List unhashable, but tuple hashable?
Mainly, because tuples are immutable. Assume the following works:
>>> l = [1, 2, 3]
>>> t = (1, 2, 3)
>>> x = {l: 'a list', t: 'a tuple'}
Now, what happens when you do l.append(4)
? You've modified the key in your dictionary! From afar! If you're familiar with how hashing algorithms work, this should frighten you. Tuples, on the other hand, are absolutely immutable. t += (1,)
might look like it's modifying the tuple, but really it's not: it simply creating a new tuple, leaving your dictionary key unchanged.
You could totally make that work, but I bet you wouldn't like the effects.

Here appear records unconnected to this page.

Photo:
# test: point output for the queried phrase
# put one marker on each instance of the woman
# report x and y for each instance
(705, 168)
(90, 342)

from functools import reduce
from operator import xor
class List(list):
def __hash__(self):
return reduce(xor, self)
Now let's see what happens:
>>> l = List([23,42,99])
>>> hash(l)
94
>>> d = {l: "Hello"}
>>> d[l]
'Hello'
>>> l.append(7)
>>> d
{[23, 42, 99, 7]: 'Hello'}
>>> l
[23, 42, 99, 7]
>>> d[l]
Traceback (most recent call last):
File "<stdin>", line 1, in <module>
KeyError: [23, 42, 99, 7]
edit: So I thought about this some more. You could make the above example work, if you return the list's id as its hash value:
class List(list):
def __hash__(self):
return id(self)
In that case, d[l]
will give you 'Hello'
, but neither d[[23,42,99,7]]
nor d[List([23,42,99,7])]
will (because you're creating a new [Ll]ist
.
Since a list is mutable, if you modify it you would modify its hash too, which ruins the point of having a hash (like in a set or a dict key).
Edit: I'm surprised this answer regularly get new upvotes, it was really quickly written. I feel I need to make it better now.

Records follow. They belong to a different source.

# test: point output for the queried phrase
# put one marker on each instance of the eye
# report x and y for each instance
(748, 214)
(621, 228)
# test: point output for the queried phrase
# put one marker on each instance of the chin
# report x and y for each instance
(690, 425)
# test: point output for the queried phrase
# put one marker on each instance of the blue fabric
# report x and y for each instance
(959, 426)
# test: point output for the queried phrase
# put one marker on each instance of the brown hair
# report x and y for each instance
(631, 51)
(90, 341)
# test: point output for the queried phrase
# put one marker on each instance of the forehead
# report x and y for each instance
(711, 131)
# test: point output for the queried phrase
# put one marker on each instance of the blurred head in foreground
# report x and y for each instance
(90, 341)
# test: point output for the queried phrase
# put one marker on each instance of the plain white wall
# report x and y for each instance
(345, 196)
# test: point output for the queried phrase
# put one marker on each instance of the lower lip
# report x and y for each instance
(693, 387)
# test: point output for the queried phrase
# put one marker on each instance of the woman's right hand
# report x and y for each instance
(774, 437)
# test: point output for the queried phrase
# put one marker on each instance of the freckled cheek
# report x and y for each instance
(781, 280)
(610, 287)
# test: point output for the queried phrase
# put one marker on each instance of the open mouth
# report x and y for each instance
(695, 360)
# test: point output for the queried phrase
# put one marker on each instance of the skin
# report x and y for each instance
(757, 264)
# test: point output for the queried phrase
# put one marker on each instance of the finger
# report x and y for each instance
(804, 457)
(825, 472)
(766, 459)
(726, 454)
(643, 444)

So the set and the dict native data structures are implemented with a hashmap. Data types in Python may have a magic method __hash__() that will be used in hashmap construction and lookups.

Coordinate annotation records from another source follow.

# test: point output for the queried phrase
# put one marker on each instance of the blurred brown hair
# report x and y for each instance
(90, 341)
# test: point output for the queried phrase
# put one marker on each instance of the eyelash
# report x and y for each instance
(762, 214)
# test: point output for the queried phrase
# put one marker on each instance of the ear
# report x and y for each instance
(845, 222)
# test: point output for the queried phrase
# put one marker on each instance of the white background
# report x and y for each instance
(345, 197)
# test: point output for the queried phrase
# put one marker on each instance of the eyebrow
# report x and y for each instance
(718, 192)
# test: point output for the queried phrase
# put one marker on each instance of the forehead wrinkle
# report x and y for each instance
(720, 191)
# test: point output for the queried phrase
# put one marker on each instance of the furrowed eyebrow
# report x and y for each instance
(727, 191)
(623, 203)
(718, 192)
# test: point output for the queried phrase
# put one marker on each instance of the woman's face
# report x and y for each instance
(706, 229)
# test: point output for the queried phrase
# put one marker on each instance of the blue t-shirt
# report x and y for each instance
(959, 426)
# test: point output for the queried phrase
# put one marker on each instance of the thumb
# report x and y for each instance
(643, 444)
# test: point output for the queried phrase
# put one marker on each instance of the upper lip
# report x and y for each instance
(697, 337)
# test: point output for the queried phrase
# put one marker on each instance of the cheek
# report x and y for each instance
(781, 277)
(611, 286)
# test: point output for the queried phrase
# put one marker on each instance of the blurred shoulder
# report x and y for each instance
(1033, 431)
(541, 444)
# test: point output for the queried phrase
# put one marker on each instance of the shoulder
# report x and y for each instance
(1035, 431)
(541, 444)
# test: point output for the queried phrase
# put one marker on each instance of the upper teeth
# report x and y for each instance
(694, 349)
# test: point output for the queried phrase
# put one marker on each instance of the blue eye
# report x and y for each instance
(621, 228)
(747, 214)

Only immutable data types (int, string, tuple, ...) have this method, and the hash value is based on the data and not the identity of the object. You can check this by
>>> a = (0,1)
>>> b = (0,1)
>>> a is b
False # Different objects
>>> hash(a) == hash(b)
True # Same hash
If we follow this logic, mutating the data would mutate the hash, but then what's the point of a changing hash ? It defeats the whole purpose of sets and dicts or other hashes usages.
Fun fact : if you try the example with strings or ints -5 <= i <= 256, a is b
returns True because of micro-optimizations (in CPython at least).